Lorsque j'étais enfant, je me disais que j'aurais au moins fait la moitié de tout ça à mes trente ans. En Doctorat, je me disais que je prenais du retard dans mon planning mais c'était reculer pour mieux sauter: avec la pléthore d'emplois que j'aurais en terminant, je pourrais tout faire en deux ans! Et puis, un jour, tout doucement, je me suis heurtée de plein fouet à cette saleté de réalité qui vous attend au détour du chemin. Quelle idée de faire des tournants sur les chemins, d'abord! Elle m'attendait là et ça la faisait doucement rigoler de m'entendre babiller mes projets comme si rien ne pourrait m'empêcher de les réaliser. Après tout, j'ai toujours tout réussi dans la vie - beaucoup par esprit de contradiction, certes (il est vrai que lorsque tout le monde ou presque pense que vous allez vous planter, y a moins de risque à tenter le coup. Personne ne sera déçu sauf vous si ça ne marche pas). Alors, même si les Augures ne paraissaient pas très bonnes après mon Doctorat d'Histoire, je n'ai juste même pas réfléchi que je pouvais, trois ans plus tard, réaliser mon premier échec.
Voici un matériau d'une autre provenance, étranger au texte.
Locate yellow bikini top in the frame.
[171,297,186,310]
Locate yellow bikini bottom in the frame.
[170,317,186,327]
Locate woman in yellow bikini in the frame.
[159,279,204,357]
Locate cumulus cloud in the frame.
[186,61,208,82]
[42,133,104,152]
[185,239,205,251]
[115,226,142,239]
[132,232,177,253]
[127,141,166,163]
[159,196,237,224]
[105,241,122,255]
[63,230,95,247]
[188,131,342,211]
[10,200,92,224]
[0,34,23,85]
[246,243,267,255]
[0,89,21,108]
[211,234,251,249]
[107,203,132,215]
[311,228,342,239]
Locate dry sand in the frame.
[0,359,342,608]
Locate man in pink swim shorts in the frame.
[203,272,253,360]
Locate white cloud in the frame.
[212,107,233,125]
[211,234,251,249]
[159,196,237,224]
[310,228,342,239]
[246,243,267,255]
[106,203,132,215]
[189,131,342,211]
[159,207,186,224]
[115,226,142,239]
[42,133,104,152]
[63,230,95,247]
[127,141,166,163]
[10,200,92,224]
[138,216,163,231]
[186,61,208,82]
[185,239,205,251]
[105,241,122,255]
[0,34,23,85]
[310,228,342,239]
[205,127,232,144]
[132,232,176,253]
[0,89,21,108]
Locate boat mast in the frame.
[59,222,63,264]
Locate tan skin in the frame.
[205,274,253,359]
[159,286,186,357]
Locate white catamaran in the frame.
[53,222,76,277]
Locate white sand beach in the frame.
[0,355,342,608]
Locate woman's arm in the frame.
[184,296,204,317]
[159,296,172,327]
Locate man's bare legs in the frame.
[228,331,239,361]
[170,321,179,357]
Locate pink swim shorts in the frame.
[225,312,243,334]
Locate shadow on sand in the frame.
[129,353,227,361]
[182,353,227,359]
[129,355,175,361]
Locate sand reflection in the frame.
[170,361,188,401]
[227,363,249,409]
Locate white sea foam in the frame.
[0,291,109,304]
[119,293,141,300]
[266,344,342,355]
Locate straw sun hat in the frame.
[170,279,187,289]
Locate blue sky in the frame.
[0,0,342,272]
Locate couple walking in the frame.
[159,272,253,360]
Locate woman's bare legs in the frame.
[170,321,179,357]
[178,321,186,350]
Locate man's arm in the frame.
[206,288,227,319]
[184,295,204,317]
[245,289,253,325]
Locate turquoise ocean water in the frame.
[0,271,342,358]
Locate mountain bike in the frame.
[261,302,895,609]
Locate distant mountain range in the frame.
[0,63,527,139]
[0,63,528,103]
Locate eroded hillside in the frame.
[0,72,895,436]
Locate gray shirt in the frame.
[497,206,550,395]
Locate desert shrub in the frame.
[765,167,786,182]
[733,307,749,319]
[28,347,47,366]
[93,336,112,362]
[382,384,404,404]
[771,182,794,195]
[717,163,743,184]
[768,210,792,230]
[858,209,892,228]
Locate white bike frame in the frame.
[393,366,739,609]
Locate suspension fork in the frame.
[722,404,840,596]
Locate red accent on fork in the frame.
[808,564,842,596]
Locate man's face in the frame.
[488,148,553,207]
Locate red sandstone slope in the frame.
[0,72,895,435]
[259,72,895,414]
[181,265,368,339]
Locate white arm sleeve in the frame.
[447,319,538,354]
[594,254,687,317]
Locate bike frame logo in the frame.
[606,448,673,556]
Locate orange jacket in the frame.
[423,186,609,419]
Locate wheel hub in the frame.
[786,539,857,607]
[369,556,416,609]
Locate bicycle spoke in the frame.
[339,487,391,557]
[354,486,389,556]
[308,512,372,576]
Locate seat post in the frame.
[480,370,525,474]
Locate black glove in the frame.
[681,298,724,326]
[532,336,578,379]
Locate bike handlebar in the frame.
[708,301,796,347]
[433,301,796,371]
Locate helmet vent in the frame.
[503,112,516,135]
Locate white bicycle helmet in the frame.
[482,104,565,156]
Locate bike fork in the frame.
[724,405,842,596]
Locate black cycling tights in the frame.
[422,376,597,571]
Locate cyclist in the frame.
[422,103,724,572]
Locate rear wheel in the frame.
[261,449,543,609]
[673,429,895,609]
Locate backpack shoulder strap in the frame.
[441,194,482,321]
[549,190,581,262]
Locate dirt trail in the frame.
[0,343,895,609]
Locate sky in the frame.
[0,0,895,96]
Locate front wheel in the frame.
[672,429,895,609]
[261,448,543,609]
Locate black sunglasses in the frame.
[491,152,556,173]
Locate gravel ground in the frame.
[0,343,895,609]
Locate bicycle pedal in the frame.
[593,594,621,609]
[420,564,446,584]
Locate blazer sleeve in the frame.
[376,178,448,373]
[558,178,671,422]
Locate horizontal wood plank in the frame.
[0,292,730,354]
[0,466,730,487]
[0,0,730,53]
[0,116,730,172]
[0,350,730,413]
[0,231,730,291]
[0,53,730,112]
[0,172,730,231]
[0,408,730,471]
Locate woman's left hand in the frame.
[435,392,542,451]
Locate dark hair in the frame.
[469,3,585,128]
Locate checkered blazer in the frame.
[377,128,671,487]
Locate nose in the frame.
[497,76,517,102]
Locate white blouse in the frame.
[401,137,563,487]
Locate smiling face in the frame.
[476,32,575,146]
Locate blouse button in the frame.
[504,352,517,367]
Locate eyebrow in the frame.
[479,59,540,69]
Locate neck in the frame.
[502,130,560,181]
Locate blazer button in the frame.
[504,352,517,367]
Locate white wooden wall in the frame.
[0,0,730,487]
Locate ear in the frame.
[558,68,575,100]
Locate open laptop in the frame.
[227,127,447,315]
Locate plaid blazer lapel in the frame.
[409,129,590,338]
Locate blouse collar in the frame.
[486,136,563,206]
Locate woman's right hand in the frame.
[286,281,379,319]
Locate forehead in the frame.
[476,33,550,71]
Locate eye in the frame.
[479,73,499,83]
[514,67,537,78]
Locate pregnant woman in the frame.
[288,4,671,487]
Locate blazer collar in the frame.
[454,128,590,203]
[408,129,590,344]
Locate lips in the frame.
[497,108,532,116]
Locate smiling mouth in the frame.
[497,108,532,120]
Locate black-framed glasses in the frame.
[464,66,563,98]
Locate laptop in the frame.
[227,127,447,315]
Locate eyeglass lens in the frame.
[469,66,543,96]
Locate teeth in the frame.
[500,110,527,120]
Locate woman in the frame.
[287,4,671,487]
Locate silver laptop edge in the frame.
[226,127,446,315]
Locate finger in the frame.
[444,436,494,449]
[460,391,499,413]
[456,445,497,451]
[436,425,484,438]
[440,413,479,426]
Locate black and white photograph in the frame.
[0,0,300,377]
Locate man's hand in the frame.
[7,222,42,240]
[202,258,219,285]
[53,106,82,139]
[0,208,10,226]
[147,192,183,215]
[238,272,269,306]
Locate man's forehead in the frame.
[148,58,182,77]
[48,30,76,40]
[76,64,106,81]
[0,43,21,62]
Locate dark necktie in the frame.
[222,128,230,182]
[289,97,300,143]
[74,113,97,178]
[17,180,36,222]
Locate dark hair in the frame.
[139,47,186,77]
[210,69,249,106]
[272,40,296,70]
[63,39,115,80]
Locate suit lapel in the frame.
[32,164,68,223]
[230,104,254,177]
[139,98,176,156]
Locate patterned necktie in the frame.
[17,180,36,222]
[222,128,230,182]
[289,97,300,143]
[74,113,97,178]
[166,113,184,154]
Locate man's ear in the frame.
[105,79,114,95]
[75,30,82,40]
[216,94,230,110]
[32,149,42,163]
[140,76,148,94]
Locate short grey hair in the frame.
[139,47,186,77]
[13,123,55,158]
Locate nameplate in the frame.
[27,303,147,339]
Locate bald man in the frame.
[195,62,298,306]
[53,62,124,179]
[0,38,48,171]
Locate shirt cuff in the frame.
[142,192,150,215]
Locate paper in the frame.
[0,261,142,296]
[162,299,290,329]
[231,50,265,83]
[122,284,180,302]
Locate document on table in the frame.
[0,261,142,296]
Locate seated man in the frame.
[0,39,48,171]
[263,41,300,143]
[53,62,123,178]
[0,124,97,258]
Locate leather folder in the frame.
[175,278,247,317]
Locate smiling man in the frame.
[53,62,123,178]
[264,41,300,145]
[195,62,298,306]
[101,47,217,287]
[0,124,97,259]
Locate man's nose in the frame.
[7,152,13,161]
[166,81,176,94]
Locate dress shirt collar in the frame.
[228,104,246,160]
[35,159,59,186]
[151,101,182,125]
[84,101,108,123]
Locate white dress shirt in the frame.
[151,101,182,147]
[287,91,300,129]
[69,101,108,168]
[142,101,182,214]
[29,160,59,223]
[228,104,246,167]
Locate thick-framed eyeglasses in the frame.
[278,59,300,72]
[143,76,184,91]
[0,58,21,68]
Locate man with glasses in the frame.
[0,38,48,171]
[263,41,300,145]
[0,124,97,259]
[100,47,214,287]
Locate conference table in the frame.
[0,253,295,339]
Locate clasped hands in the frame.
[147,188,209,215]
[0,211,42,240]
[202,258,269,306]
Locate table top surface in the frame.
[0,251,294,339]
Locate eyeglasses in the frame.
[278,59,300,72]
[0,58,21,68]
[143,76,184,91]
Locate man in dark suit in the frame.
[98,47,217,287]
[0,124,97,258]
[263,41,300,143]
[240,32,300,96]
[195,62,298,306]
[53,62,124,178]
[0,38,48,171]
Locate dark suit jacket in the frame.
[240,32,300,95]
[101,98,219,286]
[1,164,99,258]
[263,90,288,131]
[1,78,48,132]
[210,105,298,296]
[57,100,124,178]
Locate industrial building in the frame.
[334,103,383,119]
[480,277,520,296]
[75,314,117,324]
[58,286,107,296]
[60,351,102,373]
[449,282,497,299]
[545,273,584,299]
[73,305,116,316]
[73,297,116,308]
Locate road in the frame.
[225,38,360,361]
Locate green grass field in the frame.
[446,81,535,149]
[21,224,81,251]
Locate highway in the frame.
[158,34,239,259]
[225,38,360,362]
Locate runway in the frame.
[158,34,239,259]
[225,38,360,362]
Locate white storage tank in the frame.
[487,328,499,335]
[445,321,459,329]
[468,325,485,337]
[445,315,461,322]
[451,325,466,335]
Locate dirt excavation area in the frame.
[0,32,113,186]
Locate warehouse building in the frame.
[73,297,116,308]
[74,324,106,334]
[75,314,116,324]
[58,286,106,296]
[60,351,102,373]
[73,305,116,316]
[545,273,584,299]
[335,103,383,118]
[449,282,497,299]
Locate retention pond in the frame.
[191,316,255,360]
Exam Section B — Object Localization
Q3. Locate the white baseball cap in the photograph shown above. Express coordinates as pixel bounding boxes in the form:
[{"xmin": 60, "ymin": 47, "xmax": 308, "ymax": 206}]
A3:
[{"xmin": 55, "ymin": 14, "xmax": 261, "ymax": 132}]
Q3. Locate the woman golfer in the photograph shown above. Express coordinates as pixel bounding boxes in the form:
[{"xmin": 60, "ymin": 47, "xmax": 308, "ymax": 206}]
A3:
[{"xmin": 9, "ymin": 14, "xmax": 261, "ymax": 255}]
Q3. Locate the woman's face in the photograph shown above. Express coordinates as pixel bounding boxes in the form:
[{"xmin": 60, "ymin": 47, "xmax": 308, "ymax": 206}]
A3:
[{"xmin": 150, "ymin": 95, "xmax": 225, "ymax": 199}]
Et il est de taille. J'ai 32ans, un Doctorat qui ne sert à rien et une douzaine de hottes remplies de rêves impossibles qui pourrissent dans un coin de mon cerveau. Autour de moi, je regarde mes amis et ma famille grandir, vivre, évoluer, avancer sur leur chemin de vie tandis que je ne trouve pas le moyen d'enjamber cette réalité qui me barre la route. Et avec moi, je garde Jules, prisonnier, incapable d'avancer sur son chemin parce que cela fait plus de dix ans qu'il attend demain avec moi. Car demain, tout ira mieux. Ou peut-être pas finalement...Et parfois, je me demande si j'ai le droit de le retenir ainsi.
Je me sens comme prisonnière derrière une vitre, condamnée à regarder vivre ceux qui me sont chers, à échafauder des projets sans jamais pouvoir les atteindre ou les réaliser. Et si je m'étais menti à moi-même sur ce que j'étais réellement?